MALTA – Even after reporting a record third quarter, microchip manufacturer GlobalFoundries will lay off employees and implement a hiring freeze, according to the company.
It’s unclear whether employees at the Malta location will be impacted.
According to Bloomberg News the company informed employees Friday of the forthcoming reductions in employees. The company has also announced it needed to lower expenses by $200 million annually, according to Bloomberg.
This all comes as the company announced on Nov. 8 a record third quarter with revenue up 22% year over year and a record gross margin of 29.4%.
“We just announced strong third quarter financials with solid fourth quarter guidance,’ said Michael Mullaney, a spokesperson from the company. “However, based on the current macroeconomic environment, we are taking a very disciplined, proactive approach to contain costs and like many in our industry and across the technology sector, we too, are initiating a hiring freeze and taking a set of focused actions to selectively reduce our workforce.”

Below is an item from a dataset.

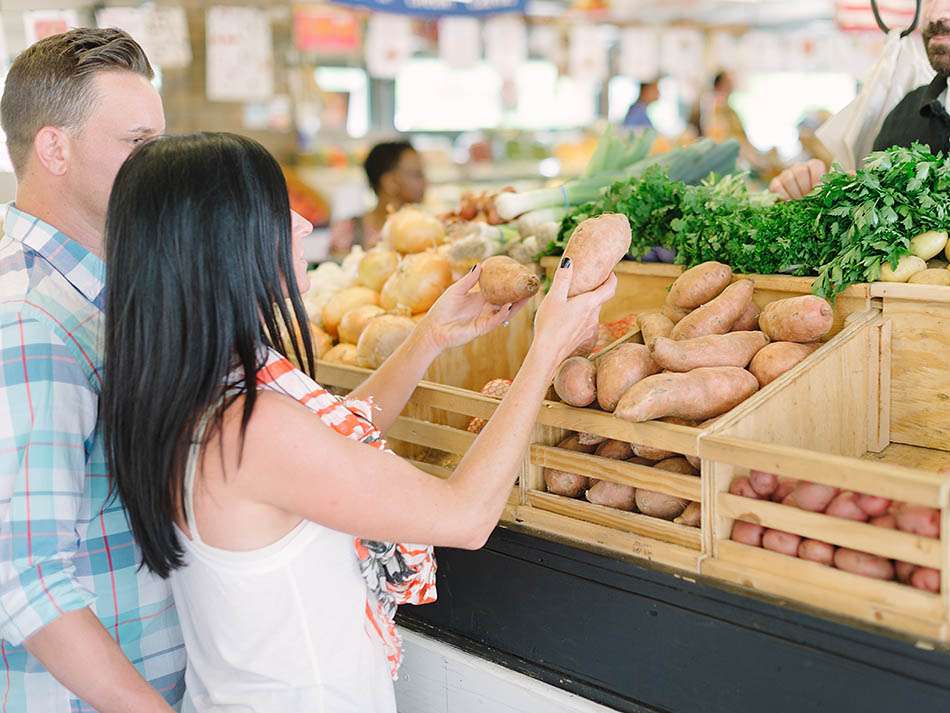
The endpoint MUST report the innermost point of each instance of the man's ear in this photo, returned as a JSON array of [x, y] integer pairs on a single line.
[[51, 150]]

The company was poised to build a second factory in Malta called Fab 8.2 if product demand continued.
The original chip factory, called Fab 8.0, employs roughly 3,000 people and is currently undergoing a $1 billion-plus expansion of its production capacity. In July the company said preliminary work was being done on the second factory.
The company has declined to discuss further details on the cuts, hiring freeze or impact in Malta.
The company employs approximately 15,000 people around the world.
In late September the company filed a Worker Adjustment and Retraining Notification with the state indicating it had sold its East Fishkill plant, which had employed 1,056 people, to ON Semiconductor Corporation. ON did make offers to employees of the plant, according to the WARN filing.
It is not the first time the company has laid people off. In 2018 the company cut 455 jobs in the Capital Region, with Malta being disproportionately affected.
Saratoga County Chamber of Commerce Executive Director Todd Shimkus said the company isn’t alone in worrying about what the future might hold given the economic climate.
“I am talking to a lot of firms anxious with what will transpire with higher interest rates, rising inflation, and efforts to slow down our economy, so GF is not alone, especially within the semiconductor industry,” he said. “Locally, it’s important to understand that the industry is cyclical and the hope is that whatever slowdown we might face will be short lived.”